I was first introduced to the world of printmaking when I took a graphic art class in college. I was impressed by the mechanics involved in a large-scale printmaking operation, from noxious acid baths to centuries-old machinery that could take up a bedroom in my small Queens apartment. There is also a comradery and tenderness within printmaking communities who have to learn to live in harmony with each other through necessity of shared studio equipment and technique.
Printing studios are often organized chaos, with various essential products (like ink) on perpetual backorder. I once overheard an instructor complain that the lithography presses in New York were serviced by a single man, that this man was the only person who could really fix them up properly (irritation in his voice rising) — however this same man simply did not feel like fixing the broken press in the studio this month. I couldn’t tell if it was hyperbole, but I laughed imagining printmaking in New York being brought to a standstill by one dilatory printing press savant in Farmingdale. But that anecdote is reflective of how printmaking and printers are in general: impractical and wonderful.
In 2018, in the years prior to quarantine and other challenges of studio space, I was making lithographs at the Art Students League in Midtown. I chose to work in lithography, as I wanted to make prints with a lighter ‘pencil-like’ effect. In the image above, I have side-by-side comparisons of my crayon sketch on the stone (left) and the final print (right). Depending on what sort of crayon you use, the effect of a lithographic crayon can be similar to pencil or charcoal.

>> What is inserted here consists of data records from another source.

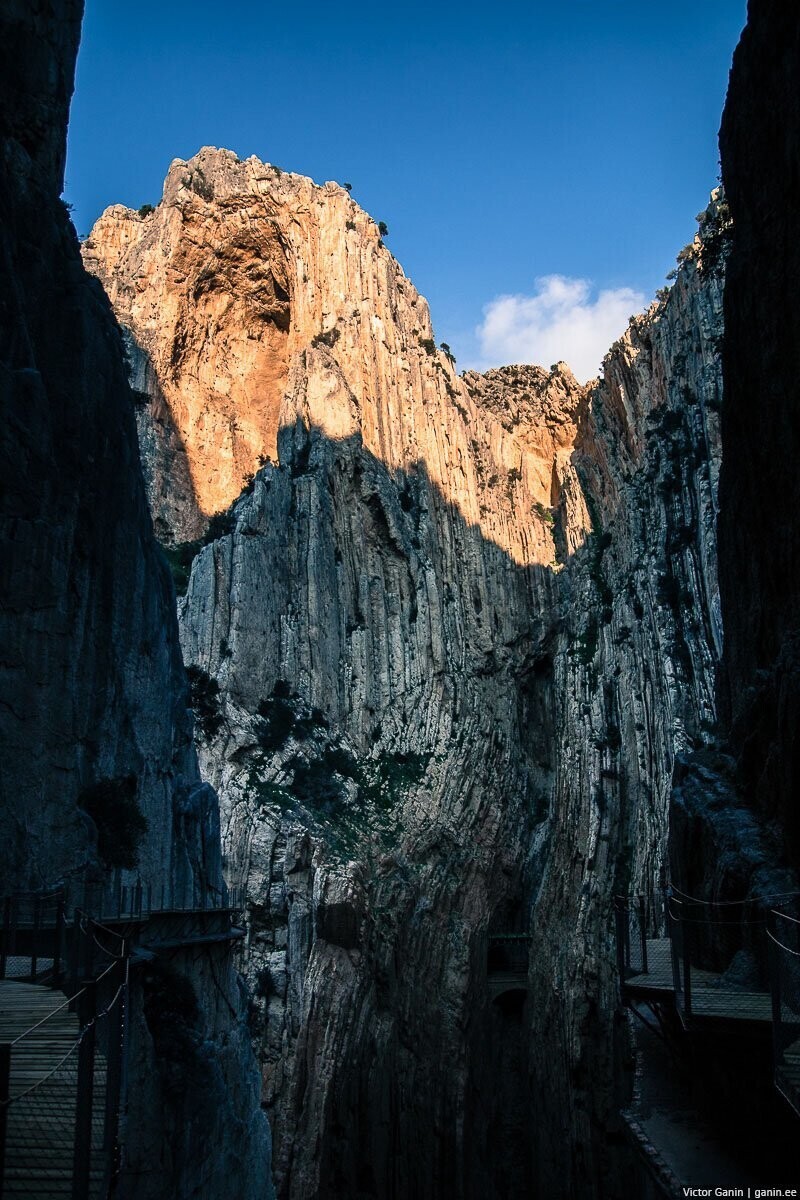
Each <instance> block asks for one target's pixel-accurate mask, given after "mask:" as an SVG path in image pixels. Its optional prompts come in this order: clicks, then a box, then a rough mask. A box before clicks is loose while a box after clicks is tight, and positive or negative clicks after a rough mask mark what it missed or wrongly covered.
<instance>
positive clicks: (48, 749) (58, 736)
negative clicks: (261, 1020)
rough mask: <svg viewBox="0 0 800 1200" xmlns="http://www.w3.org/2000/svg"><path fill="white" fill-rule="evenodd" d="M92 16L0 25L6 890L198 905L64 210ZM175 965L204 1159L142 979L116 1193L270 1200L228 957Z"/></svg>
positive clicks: (38, 13) (131, 462) (156, 553)
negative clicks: (181, 1114) (86, 24)
mask: <svg viewBox="0 0 800 1200" xmlns="http://www.w3.org/2000/svg"><path fill="white" fill-rule="evenodd" d="M80 16H82V6H80V5H79V4H72V2H55V4H38V2H37V4H28V2H24V4H23V2H11V4H6V5H4V8H2V16H1V17H0V284H1V286H0V292H1V294H2V301H1V302H0V397H1V402H2V426H1V431H0V469H1V473H2V509H1V515H0V544H1V550H0V564H1V565H0V571H1V602H0V640H1V642H2V667H1V671H0V707H1V709H2V721H1V725H0V737H1V739H2V742H1V746H0V796H1V800H0V803H1V808H0V828H1V830H2V838H1V839H0V876H1V878H2V892H4V894H7V893H8V892H10V890H11V889H12V888H37V887H43V886H49V887H52V886H54V884H55V883H56V882H58V881H60V880H64V878H65V877H68V876H71V875H82V874H83V875H84V876H86V877H89V876H91V877H94V878H95V880H100V881H103V880H108V877H109V872H110V870H112V869H113V868H118V869H120V870H121V871H124V872H126V871H128V870H130V871H131V874H130V875H128V876H126V880H127V881H130V880H132V878H133V877H134V874H136V872H134V870H133V869H132V864H133V863H134V862H137V860H138V871H139V872H140V875H142V877H143V880H144V883H145V886H148V884H149V886H151V887H152V889H154V893H155V894H156V895H158V894H160V892H161V889H163V894H164V895H166V898H167V899H169V898H175V899H179V900H182V899H184V896H185V895H186V893H187V890H188V892H190V894H191V890H192V888H193V886H194V884H196V883H197V884H200V883H203V884H205V886H207V887H210V888H212V889H213V888H216V889H217V892H218V893H219V894H221V893H222V889H223V888H224V883H223V878H222V874H221V856H219V832H218V809H217V803H216V797H215V796H213V793H212V791H211V790H210V788H209V787H207V786H205V785H203V784H201V782H200V780H199V775H198V770H197V758H196V754H194V749H193V744H192V720H191V713H190V712H188V709H187V700H188V696H187V686H186V678H185V673H184V667H182V664H181V655H180V648H179V641H178V628H176V622H175V614H174V592H173V587H172V582H170V578H169V574H168V571H167V569H166V566H164V563H163V560H162V558H161V554H160V552H158V548H157V545H156V542H155V540H154V538H152V532H151V523H150V517H149V514H148V504H146V498H145V492H144V486H143V480H142V473H140V467H139V457H138V449H137V434H136V425H134V418H133V400H132V396H131V391H130V388H128V384H127V380H126V373H125V366H124V354H122V340H121V336H120V331H119V328H118V325H116V322H115V319H114V317H113V313H112V311H110V308H109V305H108V301H107V299H106V296H104V295H103V293H102V289H101V288H100V286H98V284H97V282H96V281H95V280H91V278H90V277H89V276H88V275H86V272H85V271H84V269H83V265H82V262H80V254H79V248H78V240H77V238H76V234H74V230H73V228H72V226H71V222H70V217H68V212H67V209H66V206H65V205H64V204H62V203H61V202H60V200H59V194H60V192H61V188H62V173H64V160H65V139H66V121H67V112H68V102H70V97H71V92H72V80H73V72H74V59H76V53H77V46H78V36H79V23H80ZM176 965H178V967H179V968H180V972H181V977H182V980H184V984H182V985H184V986H185V988H187V989H190V990H191V991H192V995H193V996H194V1001H196V1004H197V1010H196V1013H194V1016H193V1021H194V1024H193V1038H194V1043H193V1044H194V1046H196V1049H197V1052H198V1054H197V1057H203V1061H204V1063H205V1066H206V1068H207V1069H206V1075H205V1080H206V1088H207V1097H209V1104H207V1106H206V1108H205V1109H204V1110H201V1111H199V1112H196V1114H194V1115H193V1116H192V1120H191V1122H190V1124H188V1127H187V1134H186V1138H187V1140H193V1145H192V1147H190V1146H187V1144H186V1142H185V1144H182V1145H181V1144H180V1142H178V1141H174V1142H170V1141H169V1140H168V1138H167V1130H168V1127H169V1124H170V1121H172V1118H173V1117H174V1111H175V1098H174V1097H170V1096H169V1094H168V1092H167V1091H166V1090H164V1088H163V1087H162V1081H161V1073H160V1069H158V1067H157V1064H156V1058H157V1056H156V1052H155V1050H156V1046H155V1033H154V1022H152V1020H150V1019H149V1015H148V1014H150V1015H152V1009H151V1008H150V1009H149V1008H148V982H146V979H144V978H143V977H142V976H140V974H137V976H136V978H134V985H133V995H132V1008H131V1027H132V1046H131V1055H132V1057H131V1069H130V1092H128V1099H130V1106H128V1121H127V1124H126V1129H127V1133H126V1144H125V1145H126V1157H125V1163H124V1169H122V1175H121V1178H120V1181H119V1194H120V1195H134V1194H136V1195H137V1196H138V1198H144V1196H148V1198H156V1196H163V1195H170V1196H187V1195H192V1194H199V1192H200V1190H201V1193H203V1195H205V1196H209V1198H215V1196H219V1198H221V1196H223V1195H229V1194H230V1188H233V1189H234V1190H235V1192H236V1193H241V1194H242V1195H243V1196H248V1198H253V1200H254V1198H255V1196H265V1195H267V1194H269V1192H270V1188H269V1182H267V1181H265V1178H264V1176H263V1175H261V1176H260V1177H259V1176H252V1175H249V1174H248V1172H247V1171H246V1170H245V1169H243V1165H242V1164H243V1162H245V1160H246V1159H247V1158H251V1157H258V1158H260V1159H261V1160H265V1159H266V1158H267V1156H269V1145H267V1132H266V1128H265V1123H264V1120H263V1116H261V1115H260V1114H259V1111H258V1106H257V1097H255V1096H254V1094H253V1064H252V1058H251V1055H249V1051H248V1048H247V1046H246V1045H245V1044H243V1042H242V1038H241V1034H240V1032H239V1031H240V1025H241V1018H242V1012H243V1009H245V1007H246V1006H245V1002H243V998H242V997H241V996H240V994H239V990H237V984H236V979H235V976H234V973H233V971H231V967H230V959H229V956H225V955H219V954H217V955H216V961H215V964H213V966H216V979H215V980H211V979H210V977H209V971H210V970H212V967H210V966H209V965H207V964H204V965H199V964H197V962H194V961H192V956H191V955H190V956H188V958H187V956H186V955H182V956H180V958H179V959H178V960H176ZM222 997H224V1001H223V1000H222ZM145 1100H146V1102H148V1103H145ZM190 1148H191V1150H192V1153H190V1152H188V1151H190ZM168 1158H169V1163H167V1159H168ZM143 1159H146V1176H144V1177H143V1176H140V1174H139V1171H140V1169H142V1165H143ZM143 1178H144V1182H143Z"/></svg>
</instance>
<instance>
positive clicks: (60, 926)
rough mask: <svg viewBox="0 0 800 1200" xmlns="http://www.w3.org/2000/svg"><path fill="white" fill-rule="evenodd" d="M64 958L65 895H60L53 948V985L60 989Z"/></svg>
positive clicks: (55, 912) (59, 893) (55, 928)
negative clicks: (64, 911) (58, 985)
mask: <svg viewBox="0 0 800 1200" xmlns="http://www.w3.org/2000/svg"><path fill="white" fill-rule="evenodd" d="M62 956H64V893H59V900H58V907H56V910H55V944H54V947H53V985H54V986H55V988H58V985H59V982H60V979H61V959H62Z"/></svg>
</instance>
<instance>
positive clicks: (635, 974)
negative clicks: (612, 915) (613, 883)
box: [614, 893, 667, 979]
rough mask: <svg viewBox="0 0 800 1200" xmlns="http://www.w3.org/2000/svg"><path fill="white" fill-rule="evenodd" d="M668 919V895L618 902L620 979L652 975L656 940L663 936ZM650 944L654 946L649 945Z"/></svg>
mask: <svg viewBox="0 0 800 1200" xmlns="http://www.w3.org/2000/svg"><path fill="white" fill-rule="evenodd" d="M666 920H667V912H666V894H663V893H656V894H655V895H652V896H646V895H644V894H642V893H639V894H638V895H636V896H632V898H631V899H628V898H626V896H616V898H615V899H614V925H615V934H616V967H618V970H619V976H620V979H627V978H630V977H632V976H639V974H648V972H649V970H650V967H651V965H652V964H651V958H652V949H651V946H652V941H654V938H657V937H663V935H664V928H666ZM649 943H650V944H649Z"/></svg>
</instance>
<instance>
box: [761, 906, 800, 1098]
mask: <svg viewBox="0 0 800 1200" xmlns="http://www.w3.org/2000/svg"><path fill="white" fill-rule="evenodd" d="M789 908H790V910H792V911H790V912H789V911H787V910H789ZM766 932H768V937H769V943H770V955H771V977H772V1043H774V1050H775V1086H776V1087H777V1090H778V1092H781V1094H782V1096H783V1097H784V1098H786V1099H787V1100H788V1102H789V1104H790V1105H792V1108H793V1109H794V1110H795V1112H798V1114H799V1115H800V919H799V918H798V906H796V904H784V905H781V907H780V908H775V910H772V912H771V913H770V924H769V928H768V930H766Z"/></svg>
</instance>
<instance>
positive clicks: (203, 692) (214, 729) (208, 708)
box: [186, 666, 222, 738]
mask: <svg viewBox="0 0 800 1200" xmlns="http://www.w3.org/2000/svg"><path fill="white" fill-rule="evenodd" d="M186 674H187V678H188V682H190V689H191V692H192V708H193V710H194V719H196V720H197V724H198V726H199V727H200V730H203V733H204V734H205V737H206V738H212V737H213V736H215V733H218V732H219V730H221V728H222V714H221V712H219V684H218V683H217V680H216V679H212V678H211V676H210V674H209V672H207V671H204V670H203V667H198V666H191V667H187V668H186Z"/></svg>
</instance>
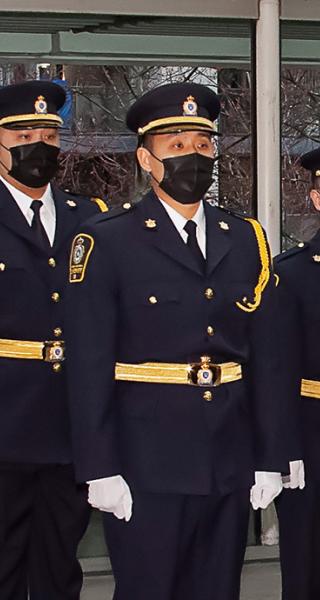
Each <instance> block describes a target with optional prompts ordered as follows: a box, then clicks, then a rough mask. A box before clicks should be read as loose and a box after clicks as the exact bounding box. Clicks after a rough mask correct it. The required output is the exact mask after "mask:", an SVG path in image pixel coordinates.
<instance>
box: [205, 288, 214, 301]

The crayons contain a wax that repels etching fluid, turning untreated areas into an ink repellent surface.
Historically, printmaking was a process that was used to replicate art prior to photography. Printmaking has now taken on a second life as an artform living for itself, and I couldn’t be happier. Entering into a printmaking studio, one can feel transported into an older world than one’s own.
Working primarily in paper mediums, printmaking was the instant friend that flew out from the darkness. Hopefully, it is something I will return to in the not-too-distant future.